Han Kuang-wei (韓光渭; 29 January 1930 – 1 June 2019) was a Taiwanese general officer and engineer.

Han was born on 29 January 1930 in Xiaowangquan, a village in Maping Township, Jimo County, Shandong. He was educated in Qingdao, and traveled by boat to Taiwan during the Great Retreat. After arriving in Taiwan, Han enrolled at Taichung Agricultural College (presently National Chung Hsing University) to study forestry. He graduated from the Republic of China Naval College of Technology (now Chung Cheng Institute of Technology, NDU) in 1955, and was awarded a governmental scholarship to pursue a doctorate in electrical engineering at the Naval Postgraduate School in the United States, which he completed in 1961.

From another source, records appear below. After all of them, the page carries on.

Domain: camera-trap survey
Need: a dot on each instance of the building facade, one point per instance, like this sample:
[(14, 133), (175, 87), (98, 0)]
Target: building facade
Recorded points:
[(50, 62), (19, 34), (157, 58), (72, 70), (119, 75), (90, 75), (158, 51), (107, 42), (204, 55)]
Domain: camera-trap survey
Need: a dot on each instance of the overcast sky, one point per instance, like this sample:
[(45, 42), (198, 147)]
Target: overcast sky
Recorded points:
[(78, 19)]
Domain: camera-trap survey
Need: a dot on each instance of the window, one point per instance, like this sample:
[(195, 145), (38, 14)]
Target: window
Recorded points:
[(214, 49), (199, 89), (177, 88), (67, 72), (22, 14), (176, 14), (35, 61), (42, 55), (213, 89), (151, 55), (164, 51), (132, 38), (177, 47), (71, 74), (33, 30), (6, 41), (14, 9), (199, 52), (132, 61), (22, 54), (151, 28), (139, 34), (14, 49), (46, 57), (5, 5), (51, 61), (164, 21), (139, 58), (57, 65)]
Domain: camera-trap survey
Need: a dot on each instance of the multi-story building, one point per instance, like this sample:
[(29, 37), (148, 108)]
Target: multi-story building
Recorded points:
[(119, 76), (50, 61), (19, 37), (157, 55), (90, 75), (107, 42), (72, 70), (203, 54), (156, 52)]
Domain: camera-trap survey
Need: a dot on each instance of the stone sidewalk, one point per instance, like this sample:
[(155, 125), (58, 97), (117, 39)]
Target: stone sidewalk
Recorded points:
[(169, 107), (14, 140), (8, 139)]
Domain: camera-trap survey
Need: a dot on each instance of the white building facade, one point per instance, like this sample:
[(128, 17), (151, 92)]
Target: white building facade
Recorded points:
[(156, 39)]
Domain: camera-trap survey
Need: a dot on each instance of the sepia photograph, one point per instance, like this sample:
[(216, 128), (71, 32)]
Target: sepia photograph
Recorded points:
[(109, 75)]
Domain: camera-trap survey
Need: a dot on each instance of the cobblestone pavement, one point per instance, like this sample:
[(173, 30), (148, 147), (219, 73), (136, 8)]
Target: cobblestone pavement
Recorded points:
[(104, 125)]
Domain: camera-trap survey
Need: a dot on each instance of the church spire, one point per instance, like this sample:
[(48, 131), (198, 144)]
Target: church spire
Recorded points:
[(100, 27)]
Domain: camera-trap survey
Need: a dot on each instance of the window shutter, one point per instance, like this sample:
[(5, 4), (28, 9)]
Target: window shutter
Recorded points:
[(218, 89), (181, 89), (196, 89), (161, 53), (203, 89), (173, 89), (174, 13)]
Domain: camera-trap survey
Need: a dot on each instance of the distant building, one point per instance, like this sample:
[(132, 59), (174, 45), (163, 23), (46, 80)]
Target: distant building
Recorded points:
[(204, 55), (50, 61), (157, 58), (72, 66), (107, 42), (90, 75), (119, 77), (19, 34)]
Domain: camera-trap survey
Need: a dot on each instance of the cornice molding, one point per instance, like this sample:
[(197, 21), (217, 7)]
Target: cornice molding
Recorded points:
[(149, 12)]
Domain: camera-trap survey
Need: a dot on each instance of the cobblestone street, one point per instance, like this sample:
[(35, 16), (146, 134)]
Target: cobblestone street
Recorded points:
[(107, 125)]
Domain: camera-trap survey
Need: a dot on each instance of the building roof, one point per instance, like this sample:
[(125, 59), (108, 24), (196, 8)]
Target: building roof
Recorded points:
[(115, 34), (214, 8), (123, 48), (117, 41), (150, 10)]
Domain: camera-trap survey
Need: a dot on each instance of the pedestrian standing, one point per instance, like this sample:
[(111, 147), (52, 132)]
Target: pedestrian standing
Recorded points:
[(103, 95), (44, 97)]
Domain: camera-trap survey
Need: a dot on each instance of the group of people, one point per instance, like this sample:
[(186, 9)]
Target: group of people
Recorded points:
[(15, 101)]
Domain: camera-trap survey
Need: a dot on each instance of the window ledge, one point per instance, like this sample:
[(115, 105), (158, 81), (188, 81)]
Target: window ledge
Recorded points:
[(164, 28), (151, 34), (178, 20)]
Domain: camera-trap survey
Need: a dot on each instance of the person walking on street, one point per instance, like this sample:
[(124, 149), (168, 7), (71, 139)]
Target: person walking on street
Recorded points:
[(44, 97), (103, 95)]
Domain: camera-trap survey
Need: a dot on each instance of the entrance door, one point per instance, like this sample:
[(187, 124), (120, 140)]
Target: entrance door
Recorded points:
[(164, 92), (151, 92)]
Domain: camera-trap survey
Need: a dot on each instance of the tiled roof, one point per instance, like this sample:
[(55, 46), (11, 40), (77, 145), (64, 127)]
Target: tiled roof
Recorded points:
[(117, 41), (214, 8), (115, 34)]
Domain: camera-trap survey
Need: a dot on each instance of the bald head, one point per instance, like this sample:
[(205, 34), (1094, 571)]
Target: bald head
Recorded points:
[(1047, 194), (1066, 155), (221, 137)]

Between 1962 and 1964, Han was an associate professor in the ROCNCT, then a research associate at the University of California, Berkeley, in 1965. He then worked for the National Chung-Shan Institute of Science and Technology (NCSIST) from 1966 to 1995. He led research and development into what became the Hsiung Feng family of missiles, (primarily HF-1 and HF-2), and served as director of the Hsiung Feng project from 1982. Han became deputy director of the NCSIST System Development Center in 1984.

Han was elected a member of Academia Sinica in 1990, and retired from the Republic of China Armed Forces with the rank of major general. During his active military service, and after retirement, Han was an adjunct or visiting professor at several Taiwanese universities, including National Chiao Tung University, National Taiwan University, and Yuan Ze University, where he held a Distinguished Chair Professorship. At his death, he was the only ROCAF general officer to have been elected an academician of the Academia Sinica.

Han died in the United States on 1 June 2019, aged 89. President Tsai Ing-wen issued a posthumous presidential citation commemorating Han on 2 July 2019.